Quem já não se sentiu como esse cômico, esse funâmbulo nietzscheano a quem nada mais resta senão sua própria arte?
A questão é que a vida em si é uma arte. É um poema. e ser poeta é, de fato, difícil demais. As pessoas que fazem de sua vida uma coisa qualquer - e, vejam bem, "coisa qualquer é algo impensável ao artista, é algo amorfo, matéria-prima bruta - são, no fundo, corações normalizados, são lugares comuns, são pessoas que abriram mão da vida antes mesmo de conhecê-la ou começá-la.
Só prova que o individualismo corrente dos dias (nem tanto) atuais, é uma piada. Só há um "eu" quando sou chamado de "você".

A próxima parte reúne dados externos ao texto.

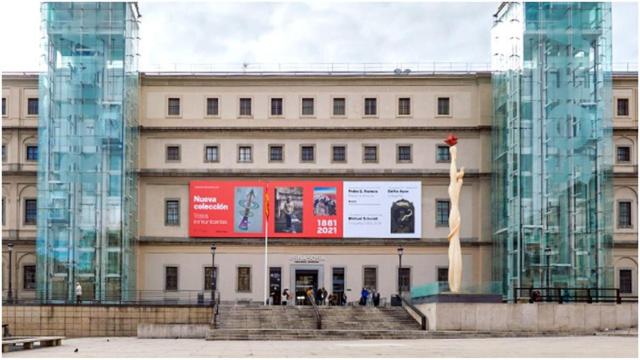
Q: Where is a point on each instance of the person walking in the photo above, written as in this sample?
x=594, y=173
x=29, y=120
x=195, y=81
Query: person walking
x=285, y=297
x=310, y=297
x=78, y=293
x=319, y=296
x=364, y=295
x=376, y=298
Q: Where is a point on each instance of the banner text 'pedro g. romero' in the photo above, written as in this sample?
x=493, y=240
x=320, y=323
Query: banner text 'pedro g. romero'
x=305, y=209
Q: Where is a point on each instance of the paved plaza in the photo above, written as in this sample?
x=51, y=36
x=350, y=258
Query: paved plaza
x=582, y=346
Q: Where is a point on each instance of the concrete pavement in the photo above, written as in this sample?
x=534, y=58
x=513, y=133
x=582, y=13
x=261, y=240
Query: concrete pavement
x=571, y=346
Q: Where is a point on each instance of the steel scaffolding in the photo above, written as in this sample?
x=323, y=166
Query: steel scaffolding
x=88, y=150
x=552, y=152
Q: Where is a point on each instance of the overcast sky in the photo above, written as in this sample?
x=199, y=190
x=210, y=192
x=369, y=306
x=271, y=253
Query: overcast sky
x=301, y=32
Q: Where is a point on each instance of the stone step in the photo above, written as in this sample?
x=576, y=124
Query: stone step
x=288, y=334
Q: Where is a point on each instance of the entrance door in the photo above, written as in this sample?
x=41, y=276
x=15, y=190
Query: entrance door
x=338, y=285
x=305, y=279
x=275, y=285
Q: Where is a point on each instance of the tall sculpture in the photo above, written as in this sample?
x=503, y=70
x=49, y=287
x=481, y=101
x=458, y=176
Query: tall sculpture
x=455, y=184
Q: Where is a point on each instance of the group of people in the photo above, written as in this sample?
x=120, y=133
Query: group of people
x=369, y=297
x=319, y=297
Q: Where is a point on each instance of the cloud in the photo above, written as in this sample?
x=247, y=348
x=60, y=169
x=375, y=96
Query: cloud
x=301, y=32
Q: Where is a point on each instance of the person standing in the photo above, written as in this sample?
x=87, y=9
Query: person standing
x=78, y=293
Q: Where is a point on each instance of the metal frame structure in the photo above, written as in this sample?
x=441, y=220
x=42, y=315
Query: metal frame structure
x=88, y=150
x=552, y=151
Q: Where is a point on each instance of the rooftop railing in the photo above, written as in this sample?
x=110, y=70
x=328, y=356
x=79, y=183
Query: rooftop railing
x=356, y=68
x=403, y=68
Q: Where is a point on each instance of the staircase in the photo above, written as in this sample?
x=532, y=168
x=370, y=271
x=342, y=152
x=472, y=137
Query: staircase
x=257, y=322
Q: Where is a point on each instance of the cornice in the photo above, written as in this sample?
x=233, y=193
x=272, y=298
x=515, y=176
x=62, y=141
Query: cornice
x=424, y=242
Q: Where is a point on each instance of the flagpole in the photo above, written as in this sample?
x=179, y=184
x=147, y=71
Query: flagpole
x=266, y=273
x=266, y=241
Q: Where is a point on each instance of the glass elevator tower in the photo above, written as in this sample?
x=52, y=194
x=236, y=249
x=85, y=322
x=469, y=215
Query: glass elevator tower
x=88, y=149
x=552, y=152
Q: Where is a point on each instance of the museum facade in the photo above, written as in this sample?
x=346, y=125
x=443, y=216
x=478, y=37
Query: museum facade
x=133, y=184
x=183, y=138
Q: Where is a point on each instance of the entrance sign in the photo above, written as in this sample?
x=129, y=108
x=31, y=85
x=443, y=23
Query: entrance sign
x=305, y=209
x=226, y=209
x=382, y=209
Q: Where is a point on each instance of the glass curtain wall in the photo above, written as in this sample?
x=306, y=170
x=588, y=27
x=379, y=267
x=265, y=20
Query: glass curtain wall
x=88, y=143
x=552, y=151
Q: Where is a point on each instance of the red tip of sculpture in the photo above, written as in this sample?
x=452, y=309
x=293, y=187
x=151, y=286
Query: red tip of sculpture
x=451, y=140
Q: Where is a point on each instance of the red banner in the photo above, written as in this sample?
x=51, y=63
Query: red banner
x=303, y=209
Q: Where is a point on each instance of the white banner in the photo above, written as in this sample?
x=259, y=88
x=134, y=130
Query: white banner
x=381, y=209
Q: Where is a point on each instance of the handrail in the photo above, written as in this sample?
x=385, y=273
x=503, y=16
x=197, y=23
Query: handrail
x=424, y=322
x=316, y=312
x=565, y=294
x=215, y=311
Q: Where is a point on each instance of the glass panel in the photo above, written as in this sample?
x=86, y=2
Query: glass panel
x=339, y=106
x=307, y=106
x=552, y=151
x=212, y=106
x=87, y=134
x=171, y=278
x=371, y=278
x=339, y=153
x=244, y=279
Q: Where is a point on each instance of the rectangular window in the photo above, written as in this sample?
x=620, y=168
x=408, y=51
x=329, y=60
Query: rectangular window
x=32, y=152
x=307, y=153
x=623, y=107
x=443, y=106
x=370, y=277
x=307, y=106
x=207, y=277
x=339, y=153
x=337, y=280
x=211, y=153
x=443, y=274
x=623, y=154
x=404, y=279
x=370, y=106
x=174, y=107
x=30, y=211
x=404, y=106
x=32, y=106
x=244, y=154
x=244, y=279
x=404, y=153
x=442, y=212
x=625, y=281
x=29, y=277
x=370, y=154
x=276, y=106
x=173, y=153
x=624, y=214
x=212, y=106
x=245, y=106
x=276, y=153
x=339, y=106
x=172, y=212
x=171, y=278
x=442, y=154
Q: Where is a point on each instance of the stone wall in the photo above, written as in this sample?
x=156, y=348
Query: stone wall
x=96, y=320
x=539, y=317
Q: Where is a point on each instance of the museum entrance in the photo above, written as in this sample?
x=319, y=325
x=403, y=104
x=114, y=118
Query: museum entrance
x=305, y=279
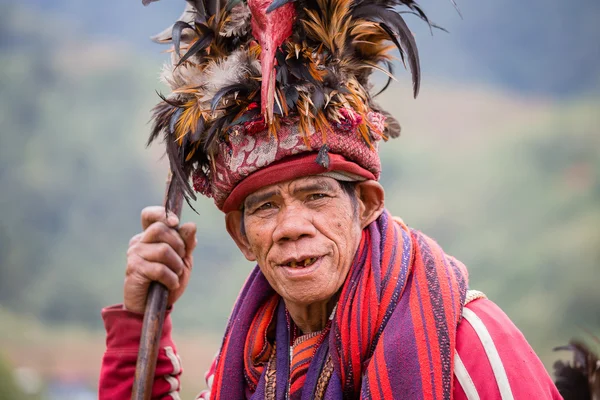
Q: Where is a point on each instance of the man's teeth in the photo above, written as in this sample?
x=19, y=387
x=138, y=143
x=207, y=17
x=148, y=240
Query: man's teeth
x=304, y=263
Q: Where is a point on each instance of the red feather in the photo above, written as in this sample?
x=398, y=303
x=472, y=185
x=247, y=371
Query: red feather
x=270, y=30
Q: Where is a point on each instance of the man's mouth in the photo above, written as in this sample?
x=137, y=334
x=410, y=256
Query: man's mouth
x=307, y=262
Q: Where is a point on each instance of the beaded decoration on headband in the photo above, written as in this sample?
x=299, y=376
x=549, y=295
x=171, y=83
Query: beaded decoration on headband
x=265, y=64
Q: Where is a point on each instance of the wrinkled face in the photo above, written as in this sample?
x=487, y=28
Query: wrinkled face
x=304, y=234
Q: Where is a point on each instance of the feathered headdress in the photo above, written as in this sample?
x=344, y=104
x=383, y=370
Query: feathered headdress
x=271, y=72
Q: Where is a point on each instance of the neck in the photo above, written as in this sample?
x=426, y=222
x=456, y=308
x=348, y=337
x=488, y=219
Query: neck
x=312, y=317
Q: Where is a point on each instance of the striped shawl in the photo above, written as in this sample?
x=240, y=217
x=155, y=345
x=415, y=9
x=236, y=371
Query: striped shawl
x=393, y=334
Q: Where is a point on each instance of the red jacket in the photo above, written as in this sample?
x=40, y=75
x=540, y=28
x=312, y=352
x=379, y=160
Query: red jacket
x=492, y=360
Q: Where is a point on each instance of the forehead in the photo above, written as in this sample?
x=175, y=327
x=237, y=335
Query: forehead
x=313, y=182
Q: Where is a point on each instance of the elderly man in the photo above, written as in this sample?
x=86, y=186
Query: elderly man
x=272, y=117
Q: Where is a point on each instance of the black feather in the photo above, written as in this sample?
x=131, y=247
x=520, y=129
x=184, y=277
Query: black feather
x=276, y=4
x=291, y=96
x=199, y=129
x=245, y=117
x=201, y=44
x=201, y=16
x=178, y=27
x=323, y=157
x=236, y=87
x=581, y=378
x=387, y=84
x=318, y=98
x=376, y=13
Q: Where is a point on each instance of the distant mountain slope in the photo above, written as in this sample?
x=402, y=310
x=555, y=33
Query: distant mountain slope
x=540, y=46
x=509, y=184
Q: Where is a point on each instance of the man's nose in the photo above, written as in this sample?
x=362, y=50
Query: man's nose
x=293, y=224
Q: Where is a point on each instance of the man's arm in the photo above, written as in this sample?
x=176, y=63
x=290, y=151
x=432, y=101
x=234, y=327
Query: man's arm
x=161, y=252
x=494, y=361
x=123, y=330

terça-feira, 2 de fevereiro de 2010

Rodas de Samba

Tenho lido uma ótima pesquisa de uma amiga sobre rodas de samba. Em certo ponto do texto, nos deparamos com duas idéias contrapostas: uma por parte de Jean Duvignaud que caracteriza a festa como uma quebra de cotidiano, capaz de despertar e animar os sentidos; e outra, de Norberto Luiz Guarinello que entende a festa não como uma realidade oposta ao cotidiano, mas como parte de sua estrutura, sendo o cotidiano compreendido como o espaço e o tempo concreto das realizações sociais.

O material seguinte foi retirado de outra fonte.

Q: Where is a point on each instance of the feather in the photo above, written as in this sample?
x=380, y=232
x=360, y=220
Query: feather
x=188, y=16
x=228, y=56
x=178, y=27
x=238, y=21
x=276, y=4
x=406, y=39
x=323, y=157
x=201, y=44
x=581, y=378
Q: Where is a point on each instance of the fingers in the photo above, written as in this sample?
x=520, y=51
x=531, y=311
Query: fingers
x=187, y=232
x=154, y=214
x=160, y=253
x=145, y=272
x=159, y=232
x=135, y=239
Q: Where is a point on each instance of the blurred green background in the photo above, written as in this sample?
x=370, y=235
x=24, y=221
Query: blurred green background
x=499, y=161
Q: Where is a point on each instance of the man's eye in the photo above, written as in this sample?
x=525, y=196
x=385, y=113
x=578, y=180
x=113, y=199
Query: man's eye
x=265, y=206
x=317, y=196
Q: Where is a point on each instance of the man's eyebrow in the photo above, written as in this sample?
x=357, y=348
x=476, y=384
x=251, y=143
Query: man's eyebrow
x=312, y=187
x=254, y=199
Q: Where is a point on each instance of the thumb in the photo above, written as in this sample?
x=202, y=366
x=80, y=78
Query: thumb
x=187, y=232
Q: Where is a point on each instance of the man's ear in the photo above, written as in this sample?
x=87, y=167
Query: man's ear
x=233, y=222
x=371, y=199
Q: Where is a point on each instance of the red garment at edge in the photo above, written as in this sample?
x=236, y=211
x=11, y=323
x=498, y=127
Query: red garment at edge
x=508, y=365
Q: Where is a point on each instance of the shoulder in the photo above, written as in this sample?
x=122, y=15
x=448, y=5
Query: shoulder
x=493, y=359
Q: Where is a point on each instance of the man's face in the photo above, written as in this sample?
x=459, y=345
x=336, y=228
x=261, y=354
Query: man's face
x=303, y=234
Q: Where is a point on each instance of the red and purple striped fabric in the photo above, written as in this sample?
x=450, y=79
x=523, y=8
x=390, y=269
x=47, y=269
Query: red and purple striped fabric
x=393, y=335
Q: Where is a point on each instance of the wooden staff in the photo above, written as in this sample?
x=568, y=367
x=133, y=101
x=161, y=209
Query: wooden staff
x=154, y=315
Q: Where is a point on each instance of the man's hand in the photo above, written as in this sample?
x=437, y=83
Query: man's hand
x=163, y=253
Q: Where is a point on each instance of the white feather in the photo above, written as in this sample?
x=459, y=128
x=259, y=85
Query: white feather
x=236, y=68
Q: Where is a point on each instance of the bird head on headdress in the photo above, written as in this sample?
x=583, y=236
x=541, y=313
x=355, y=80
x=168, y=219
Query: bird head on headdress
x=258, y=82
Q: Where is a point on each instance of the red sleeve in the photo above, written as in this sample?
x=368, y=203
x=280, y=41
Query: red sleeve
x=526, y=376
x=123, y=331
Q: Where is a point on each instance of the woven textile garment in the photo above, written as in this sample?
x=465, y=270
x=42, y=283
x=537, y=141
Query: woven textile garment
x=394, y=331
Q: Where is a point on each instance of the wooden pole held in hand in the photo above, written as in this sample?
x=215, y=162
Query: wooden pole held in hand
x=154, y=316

Eu tendo para esta segunda concepção. A meu ver, a festa faz parte do cotidiano sim, mas devemos lembrar que, submetida à lógica do trabalho, ela pode facilmente ser o bode expiatório da ideologia, o mecanismo de diversão aparente que é o lazer. É a fórmula manjada porém real de que "o lazer é somente o tempo em que descansamos para voltar a trabalhar", tão criticado pelos defensores da dita "cultura" como expressão mais íntima e verdadeira da coletividade. A verdade é que a festa, ainda que possa ser usada ideologicamente, oferece grandes possibilidades. As letras das rodas de samba, o clima de identidade, o momento que nos propicia a possibilidade de nos vermos no outro só potencializa algo que está presente no cotidiano, no dia-a-dia mais corriqueiro.
A festa, não qualquer festa, mas a roda de samba com certeza, me faz lembrar algo presente no "18 Brumário" de Marx, no qual ele apresenta nas primeiras linhas as leis da dialética. A roda de samba me faz lembrar que os homens fazem sua própria história mesmo sem o saber e mesmo que, sabendo-o, não a faça necessariamente como queira. Ou seja, esta festa, este samba, propicia um momento libertador. Basta que olhemos atentamente... as possiblidades se apresentam na nossa frente no compasso de um surdo. A tomada de consciência vem no intervalo da síncopa.